The business on the Cocos or Keeling Islands happened like this. The raiding ship Montrose of the well-known Harriman Pacific Trade Company under Captain James Lindley arrived there on its regular hunt for Newts of the so-called Macaroni type. There was a well-known and rich Newt colony in a bay of the Cocos Islands, established at the time by Captain van Toch but, because of its remote situation, was abandoned, as the saying is, to the care of the Good Lord. No one could accuse Captain Lindley of having been in any way negligent, not even in allowing his crew to go ashore unarmed. (The point is that by then the piratical Newt trade had acquired its regularised form. It is true, of course, that in the early days corsair ships and their crews had been armed with machine-guns, and indeed with field guns, not against the salamanders but against unfair competition from other pirates. On Karakelong Island, a landing party from a Harriman steamship had on one occasion clashed with the crew of a Danish ship whose captain had regarded Karakelong as his hunting ground; on that occasion both parties had settled their old scores, and more particularly their prestige and commercial differences by forgetting the Newt hunt and instead opening up at each other with their rifles and Hotchkisses. The Danes had won on land by making a knife charge, but the Harriman steamship had subsequentl
y fired her guns at the Danish ship and succeeded in sinking her with all hands, complete with Captain Niels. That became known as the Karakelong incident. The authorities and governments of the two countries had to intervene at that time, and pirate ships were henceforward forbidden to use heavy guns, machine-guns or hand-grenades. Moreover, the pirate companies divided the so-called free hunting grounds amongst themselves in such a way that each locality was visited by one particular pirate ship only. That gentleman’s agreement between the big pirates was actually kept and was respected also by lesser piratical entrepreneurs.) But to return to Captain Lindley. He was acting entirely in the spirit of the customary commercial and naval conventions of his day when he sent his men ashore on the Cocos Islands to hunt for Newts armed only with clubs and oars. Indeed the subsequent inquiry fully exonerated the dead captain.
The landing party which went ashore on the Cocos Islands that moonlit night was commanded by Lieutenant Eddie McCarth, a man with experience of this kind of hunt. It is true that the crowd of Newts he encountered on the shore was unusually large - according to estimates some six or seven hundred strong adult males, whereas he only had sixteen men under his command.

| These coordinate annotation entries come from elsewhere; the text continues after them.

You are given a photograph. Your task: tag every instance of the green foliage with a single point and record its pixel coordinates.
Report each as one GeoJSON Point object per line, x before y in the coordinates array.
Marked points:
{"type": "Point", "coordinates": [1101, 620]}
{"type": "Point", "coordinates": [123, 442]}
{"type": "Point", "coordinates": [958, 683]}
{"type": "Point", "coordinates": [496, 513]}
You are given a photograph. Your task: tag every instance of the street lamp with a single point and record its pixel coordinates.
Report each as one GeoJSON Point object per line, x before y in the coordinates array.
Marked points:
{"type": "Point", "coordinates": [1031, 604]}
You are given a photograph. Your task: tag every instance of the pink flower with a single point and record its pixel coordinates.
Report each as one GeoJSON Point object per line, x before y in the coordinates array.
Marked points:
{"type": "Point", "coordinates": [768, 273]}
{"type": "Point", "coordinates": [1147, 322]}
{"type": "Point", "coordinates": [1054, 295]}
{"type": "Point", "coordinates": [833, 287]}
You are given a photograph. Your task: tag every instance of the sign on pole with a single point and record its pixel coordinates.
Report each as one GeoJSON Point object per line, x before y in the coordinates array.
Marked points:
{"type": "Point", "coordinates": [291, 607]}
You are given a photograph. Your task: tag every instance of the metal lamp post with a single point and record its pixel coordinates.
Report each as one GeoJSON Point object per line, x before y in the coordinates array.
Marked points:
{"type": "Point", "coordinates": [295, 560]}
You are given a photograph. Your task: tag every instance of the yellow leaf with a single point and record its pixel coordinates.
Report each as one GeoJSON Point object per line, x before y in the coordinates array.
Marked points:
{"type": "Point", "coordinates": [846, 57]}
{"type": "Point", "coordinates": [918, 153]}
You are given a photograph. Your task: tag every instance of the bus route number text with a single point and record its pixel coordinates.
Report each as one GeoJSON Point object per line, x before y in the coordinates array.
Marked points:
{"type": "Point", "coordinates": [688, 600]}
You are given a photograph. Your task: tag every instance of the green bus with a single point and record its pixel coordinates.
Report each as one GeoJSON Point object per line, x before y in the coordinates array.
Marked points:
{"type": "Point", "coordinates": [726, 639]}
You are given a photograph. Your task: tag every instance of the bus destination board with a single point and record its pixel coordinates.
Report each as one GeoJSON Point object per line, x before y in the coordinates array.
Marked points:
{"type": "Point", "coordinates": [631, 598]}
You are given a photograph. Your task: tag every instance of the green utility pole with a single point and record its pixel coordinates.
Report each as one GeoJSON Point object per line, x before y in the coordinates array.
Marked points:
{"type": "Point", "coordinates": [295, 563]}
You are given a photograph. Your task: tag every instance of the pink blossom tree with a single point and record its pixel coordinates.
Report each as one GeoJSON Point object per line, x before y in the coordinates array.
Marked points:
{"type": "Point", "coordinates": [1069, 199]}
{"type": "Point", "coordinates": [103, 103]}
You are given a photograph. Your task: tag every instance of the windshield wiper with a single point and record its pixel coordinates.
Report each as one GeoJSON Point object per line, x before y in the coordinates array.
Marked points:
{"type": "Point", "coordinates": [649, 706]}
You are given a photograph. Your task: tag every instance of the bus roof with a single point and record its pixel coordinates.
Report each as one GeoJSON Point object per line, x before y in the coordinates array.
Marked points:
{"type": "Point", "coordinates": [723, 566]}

But no one can blame him for not abandoning his enterprise, if only because officers and crew of private vessels were customarily paid bonuses based on the number of captured Newts. In their subsequent inquiry the naval authorities found that ‘while Lieutenant McCarth must be held responsible for the unfortunate incident, no one would have acted differently in the given circumstances’. The unfortunate young officer actually displayed considerable prudence in not proceeding with the usual gradual encirclement of the Newts - which in view of the numerical ratio could not have been complete anyway - but instead ordering a sudden charge with the objective of cutting the Newts off from the sea, forcing them towards the centre of the island, and stunning them one by one with their clubs and oars. Unfortunately in the course of the charge the line-abreast of the sailors was broken and nearly two hundred salamanders escaped into the sea. Just as the raiding party was belabouring the Newts it had cut off from the sea the sharp cracks of submarine pistols (the shark guns) rang out at their backs: no one had suspected that these natural wild Newts of the Keeling Islands had been equipped with anti-shark pistols, and it was never discovered who had in fact supplied these weapons to them.